One former tenant, who bought their home under the right to buy scheme, re-sold it just 56 days later, making an additional £10,500.

The right to buy scheme allows tenants to buy their homes at a discount however, the BBC Shared Data Unit revealed yesterday, tenants who sold on their properties made £6.4 billion in profit across the UK since 2000.

The data analysed 26 out of 80 right to buy homes on the Island and revealed that 24 made a profit.

The Isle of Wight Council does not own any housing, and the former district councils transferred all their stock to housing associations in 1990.

All social housing on the Island is owned and managed by housing associations, mainly Sovereign Housing Association, formerly Spectrum, Southern Housing Group, and Vectis Housing Association.

A spokesperson for the Isle of Wight Council said: “We operate a joint housing register with the three associations mentioned above as a partnership and currently there are 2,347 applicants as of yesterday.”

The former tenants were allowed to buy their homes at a discount.

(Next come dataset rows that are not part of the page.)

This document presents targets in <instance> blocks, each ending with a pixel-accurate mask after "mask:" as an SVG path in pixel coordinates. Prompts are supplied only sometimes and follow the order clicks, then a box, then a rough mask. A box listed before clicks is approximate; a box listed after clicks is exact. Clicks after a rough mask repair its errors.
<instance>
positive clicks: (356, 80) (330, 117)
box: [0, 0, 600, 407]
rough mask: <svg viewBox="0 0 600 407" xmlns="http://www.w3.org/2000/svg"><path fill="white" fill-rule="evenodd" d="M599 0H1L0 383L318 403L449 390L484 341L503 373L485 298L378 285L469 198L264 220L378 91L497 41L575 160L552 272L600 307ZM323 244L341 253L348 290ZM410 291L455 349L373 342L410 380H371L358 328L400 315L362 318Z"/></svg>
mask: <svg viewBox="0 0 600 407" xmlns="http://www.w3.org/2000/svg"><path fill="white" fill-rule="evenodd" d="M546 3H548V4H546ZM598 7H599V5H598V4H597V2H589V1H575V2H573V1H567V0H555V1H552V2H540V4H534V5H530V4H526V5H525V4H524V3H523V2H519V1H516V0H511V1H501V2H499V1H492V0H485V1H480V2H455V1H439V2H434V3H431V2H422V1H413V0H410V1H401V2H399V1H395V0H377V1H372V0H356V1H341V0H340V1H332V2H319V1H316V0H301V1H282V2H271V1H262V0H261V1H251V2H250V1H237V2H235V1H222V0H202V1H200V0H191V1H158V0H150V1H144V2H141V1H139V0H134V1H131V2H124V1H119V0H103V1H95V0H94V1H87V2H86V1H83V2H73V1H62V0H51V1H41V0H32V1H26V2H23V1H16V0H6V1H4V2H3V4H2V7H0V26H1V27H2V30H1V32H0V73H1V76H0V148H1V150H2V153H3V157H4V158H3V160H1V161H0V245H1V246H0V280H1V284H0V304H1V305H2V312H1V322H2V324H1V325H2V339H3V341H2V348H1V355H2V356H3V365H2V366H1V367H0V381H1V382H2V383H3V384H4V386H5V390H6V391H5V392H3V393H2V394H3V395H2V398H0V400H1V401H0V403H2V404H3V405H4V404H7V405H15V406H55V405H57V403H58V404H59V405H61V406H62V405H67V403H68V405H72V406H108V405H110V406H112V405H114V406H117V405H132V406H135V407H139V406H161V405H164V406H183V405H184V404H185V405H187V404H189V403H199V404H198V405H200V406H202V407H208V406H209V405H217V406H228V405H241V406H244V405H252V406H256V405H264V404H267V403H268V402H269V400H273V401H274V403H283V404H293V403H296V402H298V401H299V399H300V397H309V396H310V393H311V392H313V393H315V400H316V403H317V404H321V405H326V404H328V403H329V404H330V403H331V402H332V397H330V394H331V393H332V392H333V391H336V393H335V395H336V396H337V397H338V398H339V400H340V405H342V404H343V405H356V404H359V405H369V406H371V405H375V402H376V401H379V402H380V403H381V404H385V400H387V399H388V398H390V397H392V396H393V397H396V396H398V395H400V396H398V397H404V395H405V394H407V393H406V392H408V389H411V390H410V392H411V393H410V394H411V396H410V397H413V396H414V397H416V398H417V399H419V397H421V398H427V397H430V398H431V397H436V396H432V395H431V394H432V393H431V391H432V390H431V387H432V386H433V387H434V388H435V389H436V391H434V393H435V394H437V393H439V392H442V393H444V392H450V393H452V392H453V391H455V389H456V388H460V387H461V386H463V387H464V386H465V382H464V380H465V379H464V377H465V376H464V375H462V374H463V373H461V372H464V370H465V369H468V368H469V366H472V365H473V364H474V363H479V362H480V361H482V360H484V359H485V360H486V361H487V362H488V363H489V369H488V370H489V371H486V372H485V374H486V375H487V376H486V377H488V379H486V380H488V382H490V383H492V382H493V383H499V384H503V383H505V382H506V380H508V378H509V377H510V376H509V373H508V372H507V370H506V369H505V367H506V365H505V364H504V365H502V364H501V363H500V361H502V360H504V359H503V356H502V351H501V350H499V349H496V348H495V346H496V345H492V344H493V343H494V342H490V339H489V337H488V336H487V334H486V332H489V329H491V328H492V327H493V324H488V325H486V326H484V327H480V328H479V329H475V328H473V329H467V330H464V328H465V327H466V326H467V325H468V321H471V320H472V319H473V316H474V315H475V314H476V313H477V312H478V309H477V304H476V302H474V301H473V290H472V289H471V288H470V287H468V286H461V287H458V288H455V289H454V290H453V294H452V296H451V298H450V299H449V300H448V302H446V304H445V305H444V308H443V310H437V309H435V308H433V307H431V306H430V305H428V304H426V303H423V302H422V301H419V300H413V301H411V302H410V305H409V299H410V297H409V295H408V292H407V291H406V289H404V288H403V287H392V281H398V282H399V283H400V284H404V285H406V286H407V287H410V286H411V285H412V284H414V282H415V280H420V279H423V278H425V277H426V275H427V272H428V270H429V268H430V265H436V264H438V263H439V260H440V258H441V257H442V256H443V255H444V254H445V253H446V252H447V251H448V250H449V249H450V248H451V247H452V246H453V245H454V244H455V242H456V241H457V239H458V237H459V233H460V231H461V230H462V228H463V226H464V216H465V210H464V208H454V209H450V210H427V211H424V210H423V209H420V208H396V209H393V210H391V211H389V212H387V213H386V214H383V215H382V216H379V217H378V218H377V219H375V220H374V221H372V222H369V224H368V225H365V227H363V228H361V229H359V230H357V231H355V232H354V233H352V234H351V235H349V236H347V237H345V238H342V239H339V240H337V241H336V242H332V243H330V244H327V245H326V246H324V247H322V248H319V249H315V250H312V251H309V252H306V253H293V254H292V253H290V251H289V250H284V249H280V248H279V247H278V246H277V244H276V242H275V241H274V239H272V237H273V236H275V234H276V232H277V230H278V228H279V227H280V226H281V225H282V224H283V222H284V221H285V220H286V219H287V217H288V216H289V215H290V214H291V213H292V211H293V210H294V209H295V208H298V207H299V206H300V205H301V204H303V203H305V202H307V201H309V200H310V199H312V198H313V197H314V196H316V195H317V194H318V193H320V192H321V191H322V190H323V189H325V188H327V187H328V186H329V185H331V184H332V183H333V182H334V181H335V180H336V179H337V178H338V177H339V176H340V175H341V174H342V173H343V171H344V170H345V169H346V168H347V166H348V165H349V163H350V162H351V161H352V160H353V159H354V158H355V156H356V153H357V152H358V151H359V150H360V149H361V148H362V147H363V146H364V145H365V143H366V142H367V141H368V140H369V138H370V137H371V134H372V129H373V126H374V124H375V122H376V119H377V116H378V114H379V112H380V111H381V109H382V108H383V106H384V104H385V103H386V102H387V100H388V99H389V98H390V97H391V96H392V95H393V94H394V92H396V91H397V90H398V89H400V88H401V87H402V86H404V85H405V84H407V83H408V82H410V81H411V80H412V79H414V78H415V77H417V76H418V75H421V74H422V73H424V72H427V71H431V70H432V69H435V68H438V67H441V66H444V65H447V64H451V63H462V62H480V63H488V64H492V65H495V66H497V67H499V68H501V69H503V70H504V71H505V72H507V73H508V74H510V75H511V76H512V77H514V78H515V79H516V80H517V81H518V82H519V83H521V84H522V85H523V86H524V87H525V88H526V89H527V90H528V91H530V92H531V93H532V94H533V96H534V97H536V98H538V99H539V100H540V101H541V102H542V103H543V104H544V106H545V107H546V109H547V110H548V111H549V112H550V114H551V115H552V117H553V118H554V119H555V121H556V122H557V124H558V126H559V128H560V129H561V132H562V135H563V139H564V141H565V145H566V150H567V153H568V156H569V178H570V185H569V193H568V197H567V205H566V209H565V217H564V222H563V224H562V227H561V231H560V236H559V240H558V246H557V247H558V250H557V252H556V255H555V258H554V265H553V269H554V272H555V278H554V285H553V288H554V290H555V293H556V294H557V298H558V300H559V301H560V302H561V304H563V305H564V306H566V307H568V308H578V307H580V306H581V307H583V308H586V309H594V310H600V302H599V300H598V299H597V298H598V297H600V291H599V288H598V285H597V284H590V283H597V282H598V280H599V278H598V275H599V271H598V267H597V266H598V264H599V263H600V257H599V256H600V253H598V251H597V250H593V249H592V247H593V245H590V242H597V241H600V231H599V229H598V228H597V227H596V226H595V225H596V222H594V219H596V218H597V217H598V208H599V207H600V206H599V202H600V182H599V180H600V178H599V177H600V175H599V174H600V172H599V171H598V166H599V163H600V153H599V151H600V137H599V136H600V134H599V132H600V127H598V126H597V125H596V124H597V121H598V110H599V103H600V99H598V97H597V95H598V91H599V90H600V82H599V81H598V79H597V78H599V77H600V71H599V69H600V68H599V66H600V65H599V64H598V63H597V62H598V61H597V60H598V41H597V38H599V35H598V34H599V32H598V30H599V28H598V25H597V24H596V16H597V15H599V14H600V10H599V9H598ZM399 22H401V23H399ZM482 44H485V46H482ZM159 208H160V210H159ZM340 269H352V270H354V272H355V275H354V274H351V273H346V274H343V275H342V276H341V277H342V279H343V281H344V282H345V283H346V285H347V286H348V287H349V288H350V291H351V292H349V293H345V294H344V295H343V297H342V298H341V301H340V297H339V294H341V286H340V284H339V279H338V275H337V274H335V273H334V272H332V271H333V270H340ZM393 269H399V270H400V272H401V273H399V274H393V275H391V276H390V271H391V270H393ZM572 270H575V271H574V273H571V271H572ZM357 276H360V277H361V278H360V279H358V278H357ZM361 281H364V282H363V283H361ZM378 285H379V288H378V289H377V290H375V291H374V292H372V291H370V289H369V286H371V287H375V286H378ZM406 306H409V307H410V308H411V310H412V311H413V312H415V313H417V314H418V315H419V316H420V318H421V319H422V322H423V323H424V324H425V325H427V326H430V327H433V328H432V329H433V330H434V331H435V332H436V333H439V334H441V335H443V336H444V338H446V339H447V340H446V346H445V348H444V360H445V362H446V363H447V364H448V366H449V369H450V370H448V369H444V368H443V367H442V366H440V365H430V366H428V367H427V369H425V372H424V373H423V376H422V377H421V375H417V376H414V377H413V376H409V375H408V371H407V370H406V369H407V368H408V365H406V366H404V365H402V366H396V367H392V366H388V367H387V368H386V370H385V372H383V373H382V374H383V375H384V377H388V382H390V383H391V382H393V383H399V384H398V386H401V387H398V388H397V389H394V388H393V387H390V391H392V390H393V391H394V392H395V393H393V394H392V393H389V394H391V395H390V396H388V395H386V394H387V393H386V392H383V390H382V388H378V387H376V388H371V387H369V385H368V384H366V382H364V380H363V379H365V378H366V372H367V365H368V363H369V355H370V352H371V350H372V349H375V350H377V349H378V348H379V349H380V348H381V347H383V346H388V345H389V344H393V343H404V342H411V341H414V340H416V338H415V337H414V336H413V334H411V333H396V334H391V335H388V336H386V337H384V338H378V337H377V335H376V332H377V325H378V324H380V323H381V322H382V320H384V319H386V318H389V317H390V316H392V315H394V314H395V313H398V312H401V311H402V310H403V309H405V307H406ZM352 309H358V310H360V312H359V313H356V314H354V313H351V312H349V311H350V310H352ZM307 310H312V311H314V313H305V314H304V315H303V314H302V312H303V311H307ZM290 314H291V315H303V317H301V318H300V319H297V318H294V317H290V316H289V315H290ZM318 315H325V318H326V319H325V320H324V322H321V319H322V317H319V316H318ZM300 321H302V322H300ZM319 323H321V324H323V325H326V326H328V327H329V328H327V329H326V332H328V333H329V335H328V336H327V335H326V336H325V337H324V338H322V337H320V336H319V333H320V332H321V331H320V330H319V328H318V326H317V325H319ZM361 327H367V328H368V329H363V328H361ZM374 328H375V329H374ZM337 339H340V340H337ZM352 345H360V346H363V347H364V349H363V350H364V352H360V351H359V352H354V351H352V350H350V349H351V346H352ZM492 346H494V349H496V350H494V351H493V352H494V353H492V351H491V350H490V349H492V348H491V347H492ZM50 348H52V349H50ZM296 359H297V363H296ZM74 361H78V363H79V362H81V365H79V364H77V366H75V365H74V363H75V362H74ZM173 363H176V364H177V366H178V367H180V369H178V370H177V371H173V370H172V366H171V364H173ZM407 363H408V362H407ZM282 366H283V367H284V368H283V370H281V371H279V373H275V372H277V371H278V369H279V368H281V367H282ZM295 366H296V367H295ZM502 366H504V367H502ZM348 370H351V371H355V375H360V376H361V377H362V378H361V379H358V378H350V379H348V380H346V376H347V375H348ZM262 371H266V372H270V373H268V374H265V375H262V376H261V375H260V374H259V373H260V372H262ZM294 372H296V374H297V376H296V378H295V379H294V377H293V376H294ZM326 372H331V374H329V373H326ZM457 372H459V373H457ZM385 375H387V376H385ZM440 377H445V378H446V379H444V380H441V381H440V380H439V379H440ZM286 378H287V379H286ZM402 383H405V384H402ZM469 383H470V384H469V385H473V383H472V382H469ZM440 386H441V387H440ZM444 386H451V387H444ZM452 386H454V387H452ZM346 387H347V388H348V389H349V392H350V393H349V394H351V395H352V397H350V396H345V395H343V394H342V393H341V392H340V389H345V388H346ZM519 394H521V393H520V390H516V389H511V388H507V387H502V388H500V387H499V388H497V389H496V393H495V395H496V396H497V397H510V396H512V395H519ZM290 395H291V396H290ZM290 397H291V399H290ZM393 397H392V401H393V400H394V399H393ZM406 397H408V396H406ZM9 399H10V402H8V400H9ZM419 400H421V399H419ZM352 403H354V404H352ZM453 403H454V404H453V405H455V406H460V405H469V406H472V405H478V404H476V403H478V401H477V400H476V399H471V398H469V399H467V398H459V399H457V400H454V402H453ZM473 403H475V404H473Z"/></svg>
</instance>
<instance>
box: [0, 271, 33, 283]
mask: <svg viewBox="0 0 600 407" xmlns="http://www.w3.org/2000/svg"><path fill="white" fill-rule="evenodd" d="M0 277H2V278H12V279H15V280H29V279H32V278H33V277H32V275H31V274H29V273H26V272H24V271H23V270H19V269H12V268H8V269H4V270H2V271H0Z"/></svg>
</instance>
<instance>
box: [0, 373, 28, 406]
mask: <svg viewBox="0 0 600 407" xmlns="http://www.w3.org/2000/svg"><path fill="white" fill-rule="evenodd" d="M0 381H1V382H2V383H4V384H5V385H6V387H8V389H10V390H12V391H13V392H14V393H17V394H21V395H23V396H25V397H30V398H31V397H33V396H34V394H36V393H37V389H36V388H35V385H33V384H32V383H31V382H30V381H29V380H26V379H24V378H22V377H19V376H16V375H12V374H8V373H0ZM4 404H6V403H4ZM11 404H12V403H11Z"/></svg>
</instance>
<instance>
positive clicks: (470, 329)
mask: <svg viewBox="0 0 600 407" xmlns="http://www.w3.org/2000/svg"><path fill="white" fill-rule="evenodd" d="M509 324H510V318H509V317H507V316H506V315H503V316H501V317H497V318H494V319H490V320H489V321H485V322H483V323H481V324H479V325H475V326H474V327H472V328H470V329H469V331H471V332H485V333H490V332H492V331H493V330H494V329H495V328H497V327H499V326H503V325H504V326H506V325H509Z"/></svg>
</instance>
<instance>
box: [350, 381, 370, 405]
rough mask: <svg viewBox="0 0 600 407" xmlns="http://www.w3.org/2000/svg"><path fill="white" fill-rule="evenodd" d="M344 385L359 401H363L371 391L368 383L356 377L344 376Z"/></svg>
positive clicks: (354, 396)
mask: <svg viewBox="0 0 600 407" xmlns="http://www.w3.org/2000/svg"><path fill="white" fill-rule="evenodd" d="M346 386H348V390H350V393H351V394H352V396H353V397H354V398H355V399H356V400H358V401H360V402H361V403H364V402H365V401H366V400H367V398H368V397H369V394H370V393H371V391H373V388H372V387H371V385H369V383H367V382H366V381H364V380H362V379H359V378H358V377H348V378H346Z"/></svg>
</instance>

However, those who sold within five years of purchasing — including the tenant who bought and sold their home within two months in May 2003 — would have had to repay the discount on a sliding scale depending how long they kept their home.

The discounts they repaid were not recorded within the data revealed by the BBC.

One Island house resold for £56,000 less than the discount original price while another had a real terms price loss of £185.

The highest profit per day on the Isle of Wight was for a house that sold for an extra £60,000 five months after its first sale — the tenant made a daily profit of £373.

The Island had a higher profit per day (£59) compared to neighbouring authorities Portsmouth (£30) and Southampton (£34).